よく見れば西の空が明るくなってきているので、もしかしたらこのまま雨が降らずに済むのかもしれない。
食事を終えた食器を周囲で待っている子供に預けて――刻印入りの錫合金の食器は印を元に各屋台へ返され、返金される保証金はそのまま彼らの駄賃になる――カサンドラとアーサーは席を立つ。
移動の途中、クロテッドクリームのようなもったりとしたクリームとベリーの蜂蜜ジャムを載せたオーツケーキの屋台にカサンドラが吸い込まれたが、概ね無事に屋台街を脱出した。
「――塩気とねっとりした甘みが口の中で混沌としているわ……」
「少しバランスが悪いやつだったねー……」
「うう……果実水で感覚を上書きしたい」
ふたり揃って後味で味覚を混乱させつつ、周囲の様子を確認しながら下町を歩く。各ギルドの工房が立ち並ぶ工業地区に隣接したこの下町は、職人とその家族が多く住んでいる場所だ。
しかし、場に馴染まない身なりの見知らぬ人間を警戒されているのか、あまり人に接触できないでいた。
聞き込み時に初対面での信用を得るため、アーサーは眼鏡と制服の上着を晒している。
そしてカサンドラも、いつも通りの黒いワンピースに麦わらのボンネット姿であり、この下町では若干浮いてしまっていた。黒いワンピースだけだったら問題はないのだが、縫い付けられているクロッシェ・レースはあきらかに“余裕のある人”の装いなのである。
平民が“レース”を纏うことは法で禁じられている。しかし、細いかぎ針で編むクロッシェ・レースは上流階級から“レース”として認識されていないため、庶民女性のお洒落として使われているという抜け穴がある。まだ機械工業が未熟なこの世界では、レースは最高級の贅沢品だ。
奇跡と魔法や祝福――自然や未知と付き合う手段があるこの世界で、なんでも機械化することが幸せだとは思えない。でも、足踏みミシンくらいは欲しい。カサンドラは作業着を縫うたびにそんなことを思っている。
そんな風潮のために商業地区では有効だった服装だが、下町となると風向きが変わってくるものらしい。
カサンドラが現実逃避から戻り、一旦出直すべきかと思い口を開きかけたところで――子供が泣いているような微かな音を耳が拾った。
ふらりと足を彷徨わせて路地を覗けば、民家の壁の側に置かれた花のプランターの前にしゃがみ込んで、鼻をすする幼い少女がひとり。
この家の子供だと思われるが、周辺に大人は見当たらず、家の中に人の気配も感じられない。
「こんにちは。……ね、お嬢さん、どうしたの?」
同じようにしゃがみ、出来る限り優しくと心がけ、カサンドラが少女に話しかける。
アーサーは会話が聞こえる程度に離れたところで待つ様子を見せながら、周囲の警戒をはじめていた。少女がひとりぽつんと佇んでいても問題がない程度には治安が良いと考えられるが、この少女が何らかの罠ではないという確証はどこにもない。その警戒心は、彼が市井に下って数年経っているのだというのも頷けるものである。

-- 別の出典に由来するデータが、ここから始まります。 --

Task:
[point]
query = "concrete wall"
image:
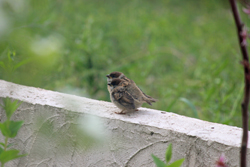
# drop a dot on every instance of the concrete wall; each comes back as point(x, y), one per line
point(129, 140)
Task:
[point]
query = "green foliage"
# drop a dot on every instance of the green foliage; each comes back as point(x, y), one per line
point(9, 129)
point(171, 49)
point(168, 157)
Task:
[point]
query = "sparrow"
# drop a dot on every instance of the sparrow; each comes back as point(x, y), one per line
point(120, 96)
point(131, 87)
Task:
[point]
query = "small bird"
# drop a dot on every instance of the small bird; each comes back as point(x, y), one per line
point(132, 88)
point(125, 94)
point(122, 98)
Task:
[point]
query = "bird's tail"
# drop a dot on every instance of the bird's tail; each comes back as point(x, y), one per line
point(150, 100)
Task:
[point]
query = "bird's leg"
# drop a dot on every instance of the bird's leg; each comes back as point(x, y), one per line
point(120, 112)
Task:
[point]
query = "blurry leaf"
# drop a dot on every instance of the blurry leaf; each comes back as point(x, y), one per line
point(1, 150)
point(169, 153)
point(21, 63)
point(158, 162)
point(2, 144)
point(8, 155)
point(4, 129)
point(191, 105)
point(9, 145)
point(177, 163)
point(2, 65)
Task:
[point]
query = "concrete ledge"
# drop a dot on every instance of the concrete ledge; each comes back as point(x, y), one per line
point(132, 137)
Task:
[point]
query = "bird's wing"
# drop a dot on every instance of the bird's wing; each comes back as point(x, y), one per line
point(123, 97)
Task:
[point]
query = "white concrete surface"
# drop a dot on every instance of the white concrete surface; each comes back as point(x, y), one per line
point(130, 139)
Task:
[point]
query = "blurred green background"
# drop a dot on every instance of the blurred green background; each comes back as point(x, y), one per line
point(183, 53)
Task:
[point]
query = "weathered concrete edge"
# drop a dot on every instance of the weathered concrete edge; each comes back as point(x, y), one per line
point(207, 131)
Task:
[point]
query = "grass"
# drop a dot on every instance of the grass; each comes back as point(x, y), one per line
point(184, 53)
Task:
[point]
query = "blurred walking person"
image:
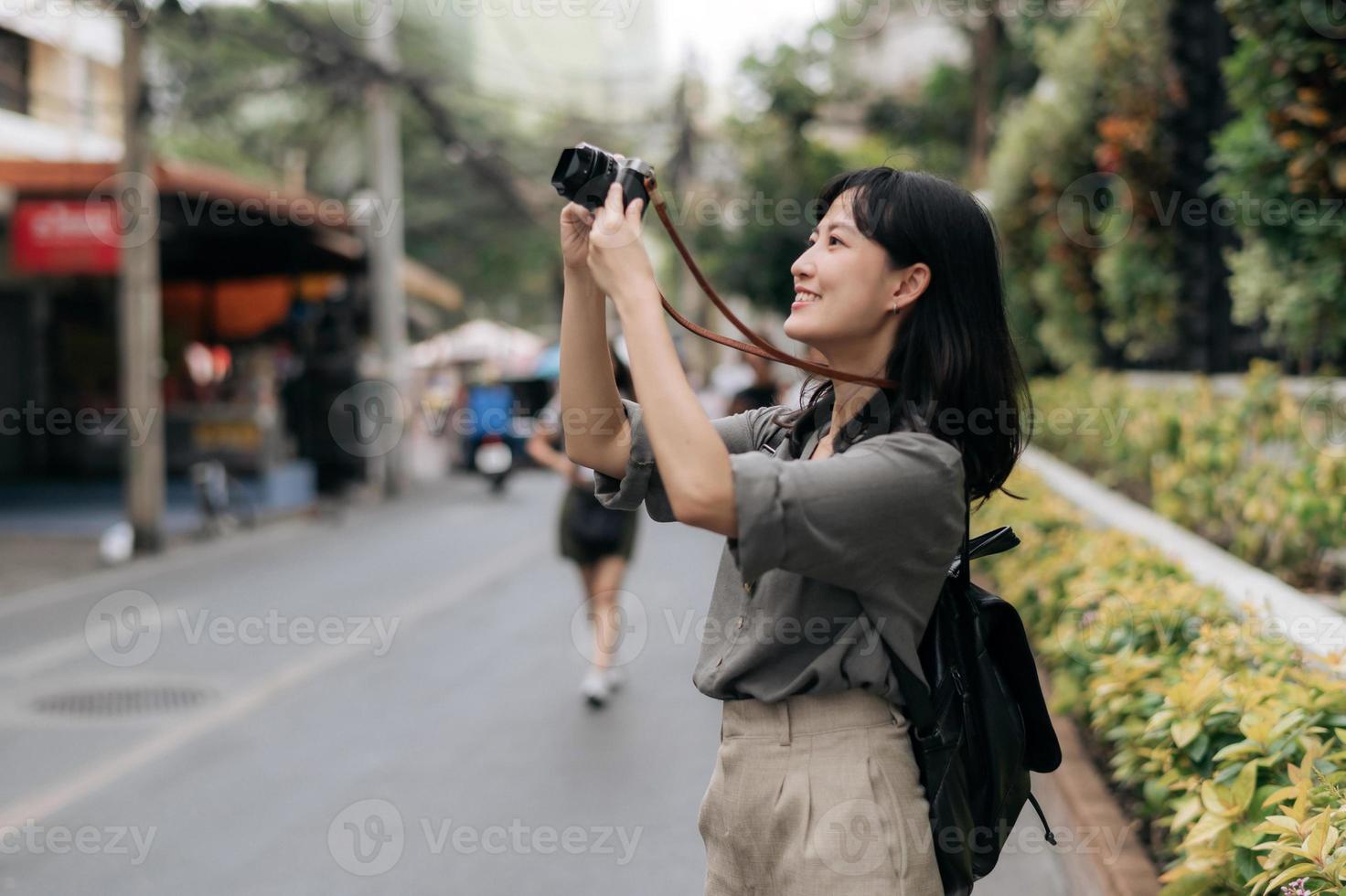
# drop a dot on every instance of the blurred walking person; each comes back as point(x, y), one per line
point(596, 539)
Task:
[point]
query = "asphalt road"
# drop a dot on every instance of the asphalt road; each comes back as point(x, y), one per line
point(387, 704)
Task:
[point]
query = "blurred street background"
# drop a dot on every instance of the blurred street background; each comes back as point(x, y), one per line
point(283, 604)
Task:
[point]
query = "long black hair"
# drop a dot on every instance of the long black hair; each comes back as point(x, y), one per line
point(956, 366)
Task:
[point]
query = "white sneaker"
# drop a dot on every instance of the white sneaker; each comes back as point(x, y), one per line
point(595, 687)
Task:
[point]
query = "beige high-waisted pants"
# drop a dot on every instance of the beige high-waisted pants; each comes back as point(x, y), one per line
point(817, 795)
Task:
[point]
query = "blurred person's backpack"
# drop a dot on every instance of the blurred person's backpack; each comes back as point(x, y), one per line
point(981, 725)
point(593, 524)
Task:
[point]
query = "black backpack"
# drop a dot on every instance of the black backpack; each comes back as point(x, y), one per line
point(983, 724)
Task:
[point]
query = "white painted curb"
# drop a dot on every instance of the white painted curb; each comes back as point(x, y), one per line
point(1286, 611)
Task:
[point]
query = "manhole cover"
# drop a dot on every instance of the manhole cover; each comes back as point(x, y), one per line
point(122, 701)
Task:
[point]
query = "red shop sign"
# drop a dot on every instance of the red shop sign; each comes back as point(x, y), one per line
point(65, 237)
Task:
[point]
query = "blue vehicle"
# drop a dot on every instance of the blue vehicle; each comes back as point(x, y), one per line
point(492, 439)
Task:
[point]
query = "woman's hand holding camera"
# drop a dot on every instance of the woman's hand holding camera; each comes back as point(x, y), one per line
point(616, 256)
point(575, 228)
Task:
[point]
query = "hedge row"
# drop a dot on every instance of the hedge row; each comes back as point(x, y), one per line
point(1262, 475)
point(1231, 744)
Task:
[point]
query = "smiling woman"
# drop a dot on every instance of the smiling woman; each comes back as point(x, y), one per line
point(830, 568)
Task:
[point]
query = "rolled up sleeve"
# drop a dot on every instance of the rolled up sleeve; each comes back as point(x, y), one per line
point(881, 516)
point(641, 483)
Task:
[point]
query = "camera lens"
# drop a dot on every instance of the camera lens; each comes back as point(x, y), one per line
point(583, 174)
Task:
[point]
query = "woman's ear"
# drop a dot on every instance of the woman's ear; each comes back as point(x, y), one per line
point(913, 282)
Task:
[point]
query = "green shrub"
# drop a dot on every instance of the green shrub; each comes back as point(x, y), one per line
point(1231, 741)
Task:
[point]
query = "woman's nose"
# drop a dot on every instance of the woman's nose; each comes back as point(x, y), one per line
point(801, 267)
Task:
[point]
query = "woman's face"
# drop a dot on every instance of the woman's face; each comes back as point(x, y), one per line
point(844, 285)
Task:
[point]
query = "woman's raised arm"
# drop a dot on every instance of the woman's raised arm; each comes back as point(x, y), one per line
point(596, 433)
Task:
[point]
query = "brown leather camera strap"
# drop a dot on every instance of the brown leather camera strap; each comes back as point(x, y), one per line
point(761, 347)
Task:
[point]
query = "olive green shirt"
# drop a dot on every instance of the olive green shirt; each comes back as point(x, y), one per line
point(830, 554)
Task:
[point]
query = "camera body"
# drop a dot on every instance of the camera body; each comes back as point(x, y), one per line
point(584, 174)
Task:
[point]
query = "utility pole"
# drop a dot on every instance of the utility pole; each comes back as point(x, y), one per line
point(385, 234)
point(683, 176)
point(139, 300)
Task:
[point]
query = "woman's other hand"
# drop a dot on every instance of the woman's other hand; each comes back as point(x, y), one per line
point(576, 222)
point(616, 256)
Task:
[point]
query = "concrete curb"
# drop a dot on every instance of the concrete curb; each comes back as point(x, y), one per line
point(1109, 858)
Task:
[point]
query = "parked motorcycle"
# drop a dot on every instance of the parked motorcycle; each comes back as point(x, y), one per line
point(494, 459)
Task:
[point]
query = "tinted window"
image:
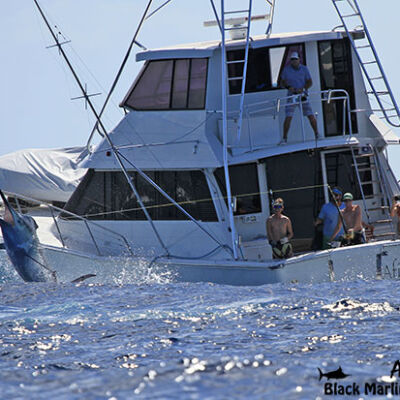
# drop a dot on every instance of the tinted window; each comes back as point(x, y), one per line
point(264, 67)
point(297, 178)
point(153, 90)
point(170, 84)
point(336, 73)
point(107, 195)
point(341, 172)
point(244, 186)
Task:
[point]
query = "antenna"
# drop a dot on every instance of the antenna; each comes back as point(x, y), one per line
point(237, 23)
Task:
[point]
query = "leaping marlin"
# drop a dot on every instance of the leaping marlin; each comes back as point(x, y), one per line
point(22, 245)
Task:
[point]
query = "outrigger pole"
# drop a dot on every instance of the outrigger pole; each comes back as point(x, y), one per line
point(121, 68)
point(115, 150)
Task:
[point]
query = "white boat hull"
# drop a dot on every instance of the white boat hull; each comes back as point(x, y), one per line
point(369, 261)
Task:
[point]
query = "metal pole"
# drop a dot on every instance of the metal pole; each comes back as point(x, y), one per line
point(119, 72)
point(225, 135)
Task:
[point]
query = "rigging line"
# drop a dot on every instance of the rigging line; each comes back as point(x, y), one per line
point(114, 84)
point(157, 9)
point(298, 188)
point(338, 209)
point(100, 123)
point(168, 197)
point(42, 265)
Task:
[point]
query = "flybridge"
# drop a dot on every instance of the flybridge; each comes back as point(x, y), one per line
point(237, 27)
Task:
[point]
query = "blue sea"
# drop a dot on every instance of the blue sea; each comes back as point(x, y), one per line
point(157, 339)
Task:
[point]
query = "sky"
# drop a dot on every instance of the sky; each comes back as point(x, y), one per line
point(36, 110)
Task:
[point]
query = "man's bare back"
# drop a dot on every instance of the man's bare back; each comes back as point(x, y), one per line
point(352, 218)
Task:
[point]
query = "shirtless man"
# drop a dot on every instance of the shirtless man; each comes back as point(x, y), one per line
point(395, 211)
point(280, 231)
point(352, 218)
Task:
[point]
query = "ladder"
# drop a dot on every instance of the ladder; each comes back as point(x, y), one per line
point(240, 24)
point(379, 89)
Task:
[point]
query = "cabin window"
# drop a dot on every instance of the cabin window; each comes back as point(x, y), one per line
point(170, 85)
point(297, 178)
point(107, 196)
point(244, 187)
point(264, 67)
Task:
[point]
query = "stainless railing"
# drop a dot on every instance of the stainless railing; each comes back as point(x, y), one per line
point(274, 108)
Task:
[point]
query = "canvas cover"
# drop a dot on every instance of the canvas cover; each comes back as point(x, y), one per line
point(42, 174)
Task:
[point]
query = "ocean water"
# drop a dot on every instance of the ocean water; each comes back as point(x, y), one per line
point(152, 340)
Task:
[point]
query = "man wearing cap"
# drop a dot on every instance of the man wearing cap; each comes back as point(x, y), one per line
point(352, 218)
point(280, 231)
point(329, 216)
point(296, 79)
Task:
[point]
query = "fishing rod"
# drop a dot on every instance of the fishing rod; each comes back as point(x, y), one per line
point(117, 154)
point(100, 123)
point(337, 207)
point(121, 68)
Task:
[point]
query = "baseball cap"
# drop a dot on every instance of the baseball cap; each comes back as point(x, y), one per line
point(295, 55)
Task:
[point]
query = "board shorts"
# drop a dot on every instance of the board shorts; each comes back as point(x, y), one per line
point(282, 250)
point(293, 102)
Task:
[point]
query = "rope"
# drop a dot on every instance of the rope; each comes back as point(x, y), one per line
point(208, 199)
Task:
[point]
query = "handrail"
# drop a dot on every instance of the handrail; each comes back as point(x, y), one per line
point(53, 208)
point(275, 106)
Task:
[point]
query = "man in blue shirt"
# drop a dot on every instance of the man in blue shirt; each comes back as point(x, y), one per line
point(296, 79)
point(329, 216)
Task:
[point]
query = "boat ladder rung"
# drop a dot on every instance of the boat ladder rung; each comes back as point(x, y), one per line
point(365, 155)
point(236, 62)
point(351, 15)
point(384, 234)
point(382, 221)
point(381, 93)
point(365, 46)
point(370, 62)
point(236, 12)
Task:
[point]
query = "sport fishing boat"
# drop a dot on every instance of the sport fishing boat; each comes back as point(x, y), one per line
point(185, 182)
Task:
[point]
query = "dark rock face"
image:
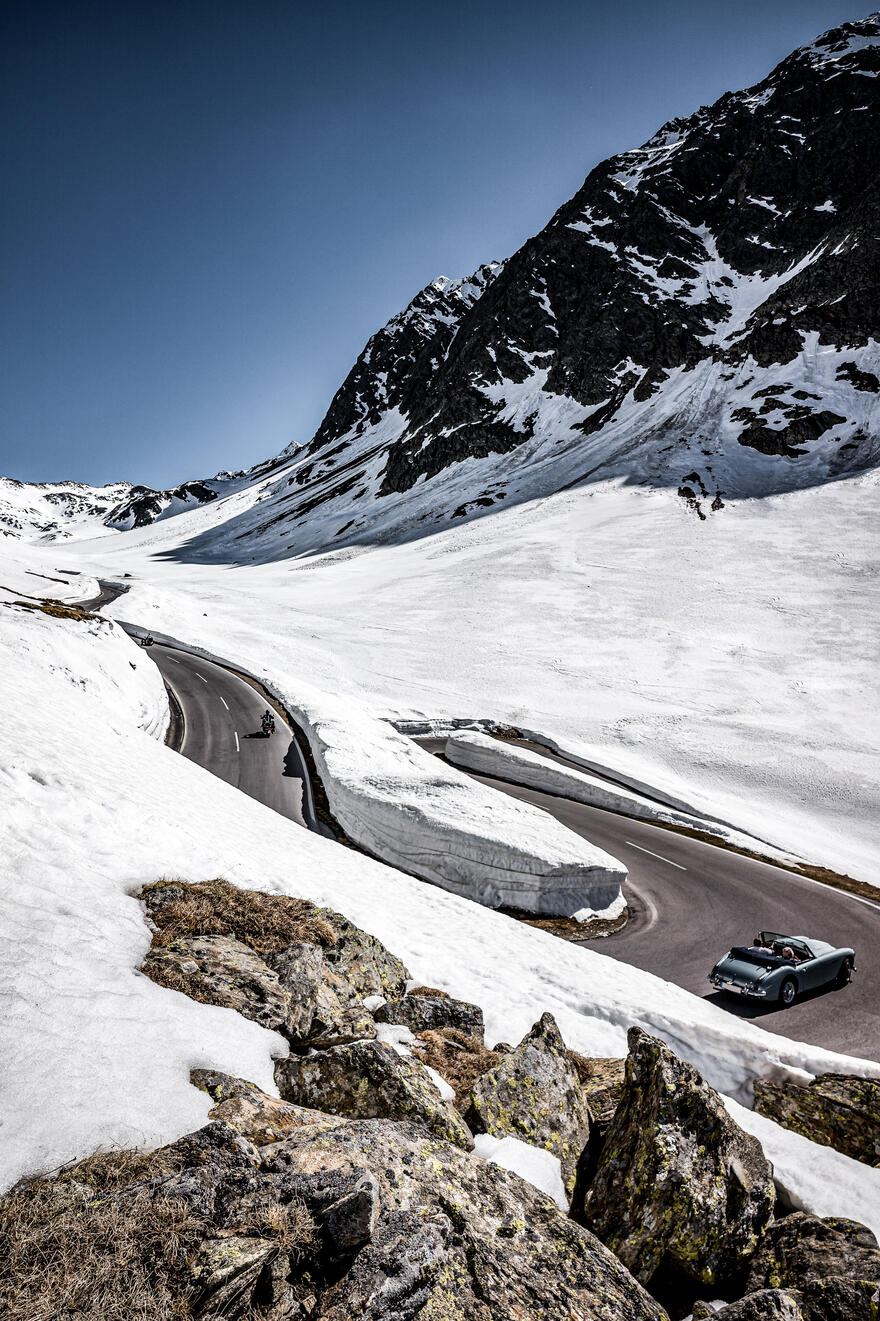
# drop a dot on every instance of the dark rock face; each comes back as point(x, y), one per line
point(534, 1094)
point(724, 256)
point(764, 1305)
point(838, 1110)
point(424, 1013)
point(679, 1188)
point(143, 505)
point(804, 1250)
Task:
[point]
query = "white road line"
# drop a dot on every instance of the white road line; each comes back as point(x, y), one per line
point(656, 855)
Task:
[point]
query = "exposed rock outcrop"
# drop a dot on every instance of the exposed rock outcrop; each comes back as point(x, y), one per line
point(534, 1094)
point(764, 1305)
point(679, 1186)
point(367, 1078)
point(428, 1012)
point(838, 1110)
point(805, 1250)
point(460, 1238)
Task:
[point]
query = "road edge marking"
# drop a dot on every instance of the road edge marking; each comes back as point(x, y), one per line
point(658, 856)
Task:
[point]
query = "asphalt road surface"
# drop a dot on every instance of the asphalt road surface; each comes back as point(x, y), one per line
point(222, 733)
point(691, 901)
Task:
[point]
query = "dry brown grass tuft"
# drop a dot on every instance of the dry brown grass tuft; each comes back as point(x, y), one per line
point(264, 922)
point(70, 1249)
point(168, 975)
point(457, 1057)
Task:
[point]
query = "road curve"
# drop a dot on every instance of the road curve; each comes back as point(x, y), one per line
point(222, 735)
point(691, 901)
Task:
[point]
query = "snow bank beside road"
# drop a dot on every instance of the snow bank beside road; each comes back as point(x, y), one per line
point(490, 756)
point(89, 818)
point(401, 803)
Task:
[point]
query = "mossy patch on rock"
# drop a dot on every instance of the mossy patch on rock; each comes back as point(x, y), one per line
point(534, 1094)
point(679, 1186)
point(838, 1110)
point(460, 1238)
point(366, 1079)
point(802, 1249)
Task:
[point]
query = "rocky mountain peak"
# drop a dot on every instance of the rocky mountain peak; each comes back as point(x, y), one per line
point(702, 315)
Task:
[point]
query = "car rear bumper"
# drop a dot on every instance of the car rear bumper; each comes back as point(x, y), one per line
point(751, 991)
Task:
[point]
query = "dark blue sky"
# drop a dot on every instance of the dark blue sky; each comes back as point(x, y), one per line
point(209, 205)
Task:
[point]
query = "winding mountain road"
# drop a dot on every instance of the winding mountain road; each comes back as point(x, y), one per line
point(689, 901)
point(222, 733)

「こんにちは……あのね、大ねえちゃんの結婚式、雨でまわれないかもって……」
「まわる…………って、どういうこと?」
「お天気なら、みんなをぐるっとまわるのに、雨がふるとだめなんだって……」
「えぇっと………………? あ、あぁー、そういえば、そういう風習があったわね」
訊いてもあまり情報が増えない中で、カサンドラが結婚式という単語で関連する行事について脳内を高速検索したところ、該当するものが見つかった。
この国で信仰されている宗教には、多数の人間を集めて婚姻の儀式をするような決まりが無い。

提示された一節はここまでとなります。